Our data suggest that DI particles, by interfering with the replication of less-mutated progeny through lethal defection, contribute to the antiviral effect of lethal mutagens on influenza virus populations. Consistent with this model, we found that virus passaged in mutagenic nucleoside analogs replicated to lower titers when infected at a high MOI. The dependency on MOI suggests that this effect is the result of DI particles within the viral population (61, 63). Our deep sequencing data show that hundreds of mutations accumulate at frequencies of greater than 1% when influenza virus is passaged in drug. There are likely hundreds or even thousands more mutations that accumulate at lower frequencies. Thus, under conditions in which coinfection of cells is more likely, mutagenized genomes can effectively interfere with the replication of their less-mutated brethren. The effect of lethal defection may be more pronounced in a segmented, negative-stranded RNA virus due to its mode of replication. In support of this model, treatment of LCMV, another segmented, negative-stranded RNA virus, with 5-fluorouracil was shown to generate defective particles capable of interfering with the replication of the viral population (63). Lethal defection may also explain why we did not observe population-level resistance. Even though single mutations are known to mediate mutagen resistance, defective interfering particles may keep those mutations from increasing in frequency within the population. In addition to causing lethal defection, the mutational burden induced by the drugs also would increase the likelihood of a beneficial mutation arising within a defective genome.

We note that other investigators have failed to identify population-wide resistance in influenza virus populations exposed to lethal mutagens. In a recent study, a ribavirin resistance variant (PB1 V43I in influenza A/Wuhan/359/95 virus [H3N2]) was identified only in a plaque reduction assay and subsequent screening of 182 plaques (45). Additionally, passaging influenza virus in the mutagen favipiravir did not cause the viral population to become resistant (46). Ribavirin has also been demonstrated to suppress resistance to conventional anti-influenza drugs when used in combination (67). Each of these examples, along with our results, suggests that an increased mutational burden reduces the potential for high-level resistance within an influenza virus population.

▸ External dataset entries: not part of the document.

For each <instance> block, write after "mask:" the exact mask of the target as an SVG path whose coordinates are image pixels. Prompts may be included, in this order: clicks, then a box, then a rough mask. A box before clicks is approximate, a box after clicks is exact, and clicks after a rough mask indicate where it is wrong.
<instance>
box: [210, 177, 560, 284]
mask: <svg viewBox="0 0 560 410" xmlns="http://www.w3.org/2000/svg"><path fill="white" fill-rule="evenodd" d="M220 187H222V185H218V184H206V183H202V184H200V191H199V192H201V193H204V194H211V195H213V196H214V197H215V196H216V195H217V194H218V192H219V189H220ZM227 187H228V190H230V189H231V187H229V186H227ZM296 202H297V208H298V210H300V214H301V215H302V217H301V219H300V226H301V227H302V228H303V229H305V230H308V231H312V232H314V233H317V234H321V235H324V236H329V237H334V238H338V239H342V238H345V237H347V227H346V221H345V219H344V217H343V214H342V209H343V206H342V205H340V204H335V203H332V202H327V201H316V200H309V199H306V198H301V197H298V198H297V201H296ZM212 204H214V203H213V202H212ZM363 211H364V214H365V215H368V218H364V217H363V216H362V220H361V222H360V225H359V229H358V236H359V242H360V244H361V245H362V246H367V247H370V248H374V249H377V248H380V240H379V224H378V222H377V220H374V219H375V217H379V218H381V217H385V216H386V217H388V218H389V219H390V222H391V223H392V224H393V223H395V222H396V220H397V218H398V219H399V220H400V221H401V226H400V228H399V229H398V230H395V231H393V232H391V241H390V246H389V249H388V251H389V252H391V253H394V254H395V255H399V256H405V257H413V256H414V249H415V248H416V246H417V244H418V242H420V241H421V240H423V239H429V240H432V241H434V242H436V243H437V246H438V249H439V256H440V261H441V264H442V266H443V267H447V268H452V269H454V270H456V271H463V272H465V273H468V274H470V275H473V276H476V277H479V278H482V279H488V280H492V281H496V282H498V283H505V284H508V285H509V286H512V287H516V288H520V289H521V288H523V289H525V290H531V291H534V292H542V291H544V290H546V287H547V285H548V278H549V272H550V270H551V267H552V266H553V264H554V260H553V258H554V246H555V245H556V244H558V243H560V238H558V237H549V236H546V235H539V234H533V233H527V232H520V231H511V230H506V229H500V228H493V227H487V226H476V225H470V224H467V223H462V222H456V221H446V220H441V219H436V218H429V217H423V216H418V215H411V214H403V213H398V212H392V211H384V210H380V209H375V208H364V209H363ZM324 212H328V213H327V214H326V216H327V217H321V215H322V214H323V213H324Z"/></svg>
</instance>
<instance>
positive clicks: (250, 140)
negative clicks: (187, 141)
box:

Our study reinforces the attractiveness of lethal mutagenesis as an antiviral strategy. We have demonstrated that three nucleoside analogs, which each induce different types of mutations, can function as lethal mutagens of influenza virus. Our data suggest that segmented, negative-stranded RNA viruses may have a higher barrier to resistance to this class of antiviral due to the impact of lethal defection. Influenza virus is now one of several viruses that have been shown to be sensitive to drugs that are capable of inducing lethal mutagenesis. The fact that favipiravir, which is currently in clinical trials as an influenza therapy, also functions as a lethal mutagen suggests the clinical relevance of this strategy. Current drawbacks to using nucleoside analogs clinically as antivirals are off-target effects and their relatively low potency (27, 56, 57). If novel mutagenic nucleoside analogs that overcome these hurdles can be identified, lethal mutagenesis may emerge as an effective strategy for treating a broad spectrum of RNA viruses, including influenza virus.